Bird Pairs Practice Mind-Control to Create Dovetailing Duets

Professor Melissa Coleman explores the neuroscience behind coordinated birdsong

Professor Mellissa Coleman
Professor of Neuroscience Melissa Coleman

Ever wonder how pairs of songbirds sing in sync? New research from Professor of Neuroscience Melissa J. Coleman and a team of scientists explores how the brains of plain-tailed wrens keep the duet-singing birds from missing a beat. They may be talking about birds, but their research has evoked analogies to Simon and Garfunkel.

“We examined the interactions between sensory cues and motor activity in the brains of female and male plain-tailed wrens that rapidly take turns to produce a duet that sounds as if a single bird is singing,” the authors write in their paper, “Neurophysiological coordination of duet singing,” recently published in the Proceedings of the National Academy of Sciences (PNAS).
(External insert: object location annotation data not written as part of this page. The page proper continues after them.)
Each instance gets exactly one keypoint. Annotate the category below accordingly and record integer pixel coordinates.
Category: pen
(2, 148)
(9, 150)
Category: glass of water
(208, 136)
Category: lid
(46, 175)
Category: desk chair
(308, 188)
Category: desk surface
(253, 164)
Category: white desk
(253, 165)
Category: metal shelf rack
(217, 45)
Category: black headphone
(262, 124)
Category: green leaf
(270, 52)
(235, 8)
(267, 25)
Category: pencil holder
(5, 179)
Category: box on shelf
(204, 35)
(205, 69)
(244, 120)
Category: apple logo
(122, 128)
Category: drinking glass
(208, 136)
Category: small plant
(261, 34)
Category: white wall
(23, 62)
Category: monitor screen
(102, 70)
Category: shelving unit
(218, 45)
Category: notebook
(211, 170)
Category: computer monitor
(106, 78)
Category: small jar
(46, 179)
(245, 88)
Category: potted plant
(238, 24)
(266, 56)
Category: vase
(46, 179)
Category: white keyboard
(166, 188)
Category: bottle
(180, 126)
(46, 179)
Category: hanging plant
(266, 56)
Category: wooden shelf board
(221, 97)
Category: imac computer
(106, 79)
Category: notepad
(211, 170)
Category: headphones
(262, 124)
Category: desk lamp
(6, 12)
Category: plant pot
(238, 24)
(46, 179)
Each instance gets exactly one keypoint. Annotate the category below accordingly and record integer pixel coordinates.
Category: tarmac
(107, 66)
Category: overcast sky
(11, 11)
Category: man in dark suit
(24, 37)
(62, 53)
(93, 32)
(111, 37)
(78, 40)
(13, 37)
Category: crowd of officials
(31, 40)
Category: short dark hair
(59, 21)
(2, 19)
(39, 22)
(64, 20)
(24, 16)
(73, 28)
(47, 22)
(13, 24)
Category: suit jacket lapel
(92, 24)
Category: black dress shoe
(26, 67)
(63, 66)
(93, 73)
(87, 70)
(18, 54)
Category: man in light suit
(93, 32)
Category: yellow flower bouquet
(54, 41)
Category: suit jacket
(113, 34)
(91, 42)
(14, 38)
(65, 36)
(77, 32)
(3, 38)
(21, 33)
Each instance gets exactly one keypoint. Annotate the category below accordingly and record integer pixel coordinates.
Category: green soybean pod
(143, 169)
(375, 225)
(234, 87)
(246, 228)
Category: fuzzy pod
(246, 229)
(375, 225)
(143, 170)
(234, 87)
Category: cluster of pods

For these experiments, the team traveled to a field site on the slopes of the Andes in Ecuador. They made simultaneous neurophysiological recordings from the brains of pairs of singing wrens. They recorded from an area in the bird brain—called HVC—that integrates auditory feedback and is necessary for song production. In both female and male birds, the HVC area of the brain “lit up” (to be more specific, HVC neurons’ spiking activity increased) in the bird that was singing. For the bird that was listening and silent, activity in that area of the brain decreased or, as one press release about the research put it, the “duetting songbirds ‘mute’ the musical mind of their partner to stay in sync.”

The more scientific explanation goes like this: “We discovered that inhibition driven by hearing the partner alternated with singing-related activity. This combination creates the precise timing of the duets,” Coleman says. “Inhibition is interesting as it prevents the two birds from singing over each other and provides a mechanism for the rapid back and forth that is required for duets. These data show how sensory feedback links the brains of cooperating animals through the modulation of motor circuits.”

Coleman, who teaches at the W.M. Keck Science Department of Pitzer, Scripps, and Claremont McKenna Colleges, co-authored the paper with Nancy F. Day of Whitman College, Pamela Rivera-Parra of Escuela Politécnica National in Quito, Ecuador, and Eric S. Fortune of the New Jersey Institute of Technology. University of Washington Professor Eliot A. Brenowitz penned a PNAS commentary “Taking turns: The neural control of birdsong duets” in response to their research.

Since its release by PNAS on May 31, 2021, their research has sparked the imaginations and captured the attention of media around the globe from the UK’s Independent’s “Duetting wrens mute music-making parts of their partner’s brains to stay in sync, says study,” to Cosmos Magazine’s “Duetting wrens sing with telepathic link.” The Canadian Broadcasting Corporation’s segment Quirks & Quarks opened their story “Wrens synchronize their brains in order to sing spectacular duets” with a clip of Lady Gaga and Bradley Cooper singing “Shallow” from A Star is Born. CNN’s article “Songbirds act as one when they sing together, new study suggests” says the research could help “illuminate the mechanics of coordination in humans” and, ultimately, “build better robots.”

This isn’t the first time Coleman’s wren research has received national and international attention. The New York Times and other media outlets covered a previous paper Neural Mechanisms for the Coordination of Duet Singing in Wrens, published in 2011.

Melissa J. Coleman is a professor of neuroscience who joined the Keck Science Department in 2006. She studies how the nervous system produces defined behaviors, making her an expert on the neural basis of behavior in general and birdsong in particular. Her paper on the mating song preference of zebra finches was shortlisted for the Journal of Experimental Biology’s 2019 Outstanding Paper Prize.

In 2019, Coleman was named the director of the Grass Fellows Laboratory, which provides early-career scientists the opportunity to conduct independent neuroscience summer research projects at the Marine Biological Laboratory in Woods Hole, MA. Her Keck courses include Foundations in Neuroscience, Neuroscience: Cell and Molecular, and Behavioral Neurobiology. She earned her BS at Samford University, her PhD at the University of Alabama at Birmingham, and did her postdoc work at Brandeis University, Barrow Neurological Institute, and Duke University.